Inspired by prompt learning in NLP, we introduce a novel framework called CPLRec (Customized Prompt Learning for Recommendation). Unlike language tokens in NLP, recommendation data lacks clear semantic anchors. Moreover, user behavior is highly personalized, making it difficult to design universal prompts. Thus, our second challenge is to generate effective, personalized prompts that align with individual user preferences.
To address this, CPLRec utilizes user profiles, behavioral history, and attribute information to generate tailored prompts. We hypothesize that user interest evolves layer by layer in the model hierarchy. Hence, we introduce a Prompt Factor Gate (PFG) network to decompose and integrate prompt information at different layers. This supports the construction of layer-specific prompts that combine shared and task-specific cues. We further enhance controllability and reduce convergence collapse by introducing compactness-based regularization to constrain prompt representations.
2. Related Work
The rapid expansion of digital commerce has heightened the importance of recommender systems (RS) in improving user experience, increasing engagement, and boosting sales. A wide array of approaches has emerged to enhance the accuracy, adaptability, and scalability of RS in e-commerce environments.

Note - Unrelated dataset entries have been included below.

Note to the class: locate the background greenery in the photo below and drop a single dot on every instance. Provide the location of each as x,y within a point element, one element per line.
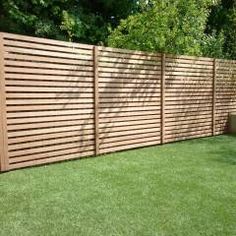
<point>193,27</point>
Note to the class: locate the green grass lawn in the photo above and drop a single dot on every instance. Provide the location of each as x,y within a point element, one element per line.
<point>185,188</point>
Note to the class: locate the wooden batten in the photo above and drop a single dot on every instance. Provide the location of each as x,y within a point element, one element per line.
<point>4,162</point>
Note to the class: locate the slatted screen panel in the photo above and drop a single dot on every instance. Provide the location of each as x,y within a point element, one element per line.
<point>62,100</point>
<point>225,93</point>
<point>49,92</point>
<point>129,94</point>
<point>188,97</point>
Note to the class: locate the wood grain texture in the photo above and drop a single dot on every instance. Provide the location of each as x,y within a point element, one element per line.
<point>62,100</point>
<point>4,163</point>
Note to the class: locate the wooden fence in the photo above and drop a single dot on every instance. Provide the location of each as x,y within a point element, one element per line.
<point>62,100</point>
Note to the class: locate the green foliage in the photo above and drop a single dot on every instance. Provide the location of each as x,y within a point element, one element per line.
<point>223,20</point>
<point>169,26</point>
<point>83,21</point>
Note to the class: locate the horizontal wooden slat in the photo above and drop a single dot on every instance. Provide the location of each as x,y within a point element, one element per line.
<point>47,149</point>
<point>51,48</point>
<point>85,134</point>
<point>37,52</point>
<point>50,130</point>
<point>50,154</point>
<point>17,37</point>
<point>64,157</point>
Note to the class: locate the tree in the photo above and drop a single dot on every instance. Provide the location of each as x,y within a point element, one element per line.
<point>167,26</point>
<point>222,20</point>
<point>75,20</point>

Pegah Malekpour Alamdari et al [
6]. conducted a systematic review of e-commerce recommender systems, analyzing papers from 2008 to 2019. They categorized algorithms into five types, including Content-Based Filtering, Collaborative Filtering, Demographic-Based Filtering, hybrid filtering, and Knowledge-Based Filtering. By identifying gaps and issues in traditional methods, they provided guidelines for future research. They also compared important issues, advantages, disadvantages, metrics, and review issues of selected papers, offering valuable insights for future studies.
Lijuan Xu et al [
7]. proposed an e-commerce platform recommendation model integrating random forest, GBDT and XGBoost to address info overload in online shopping. Experiments showed it reduces recommendation sparsity and boosts accuracy. Irem Islek et al [
8]. proposed a hierarchical recommendation system for e - commerce, whose DeepIDRS approach with a two - level structure showed at least 10% better performance than other review - based models, enhancing e - commerce recommendation system performance.
Javed U et al [
9]. comprehensively review content-based and context-aware recommender systems (CARS) in their paper, emphasizing core techniques, applications, and integration with semantic web technologies like ontology, OWL, and RDF. The paper focuses on overcoming limitations of traditional recommender systems by incorporating user context such as time, place, and companionship. It proposes semantic reasoning and ontologies to enhance basic keyword-based systems and highlights the importance of contextual information in dynamic environments.
Karn et al [
10]. propose a hybrid recommendation system that integrates hybrid sentiment analysis (SA) with a hybrid recommendation model (HRM). While addressing cold start and data sparsity issues, this approach uses sentiment-aware post-filtering to improve recommendation quality, though details are limited due to the article’s retraction.
Bączkiewicz et al [
11]. contributed a novel Multi-Criteria Decision-Making (MCDM) framework that combines five methods—TOPSIS-COMET, COCOSO, EDAS, MAIRCA, and MABAC—using the Copeland strategy to rank product alternatives. This hybrid DSS architecture, supported by CRITIC-based objective weighting and sensitivity analysis, enables nuanced product comparisons and enhances consumer decision support, especially in complex purchase scenarios with competing product attributes.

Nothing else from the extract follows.